Russell located the hazards, turned them on, and we both got out. The second we did, I was hit with a wave of heat and the rush of the wind from the cars speeding by on the freeway, dust flying up in their wake. I crossed around the hood of the car to see that I’d been right—the tire was blown out, the car already listing to one side. “I’m so sorry,” I said, my throat tight. Wylie had made it clear just how precious this car was to him—and I’d still managed to run over a rock, or whatever it had been, and damage it.

“It’s not your fault,” Russell said immediately.

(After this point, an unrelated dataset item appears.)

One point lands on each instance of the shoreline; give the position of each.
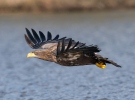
(41, 6)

“I can’t believe this.” I’d just wrecked Wylie Sanders’s beloved car, the one he hadn’t wanted us to take in the first place. Even though I was surrounded by more horizon than I had ever seen, it was like I could feel walls starting to press in on me.

We had a flat tire on the side of the highway in the middle of the desert. Not only did this strongly resemble the premise of one of Didi’s horror movies—it also meant the very thin buffer of time we had to get home before my dad was going to disappear.

Just like that, it was playing out in my mind—my dad would come back to an empty house. It wouldn’t take him long to realize I still hadn’t returned from Silverspun—which meant he would realize I’d been lying to him for multiple days now. He was going to be furious. And worse than that, he was going to be disappointed in me. And then I was going to leave. Were we going to have to say goodbye like that—in the midst of a fight? The thought made my stomach hurt.

“It’s fixable, though, right?” Russell asked. He knelt down to look at it. “People get these things fixed.”

“I’m so screwed,” I said, my voice hollow. “My dad—when he gets back ahead of me…”

“It’s okay,” Russell said, already pulling out his phone. “I’ll call AAA. My dad made me get it after I was in that accident.”

“Do you even have service?” I could hear my voice going high and panicky. Reception had been patchy the whole drive—when Russell had been driving, I’d sometimes look down at my phone and see no bars at all.

“I do,” he said, and I felt myself breathe a little bit easier. “Let me just try to find my card.”

I nodded, and Russell went back to the Bronco. Not even sure why I was doing it, I crossed around to the back of the car. I lifted out the tent and my duffel and raised up the fabric panel. And there it was—a spare tire. And inside it, a jack and lug wrench.

“Darcy?” I looked around and saw Russell holding his phone. “I got my card. And it looks like there’s a 76 station a few miles from here, and they have a garage. So I’ll call AAA, and they can tow us there. We’re kind of in the middle of nowhere, so it might take them a while to get to us, but I think it’s the best we’re going to do.”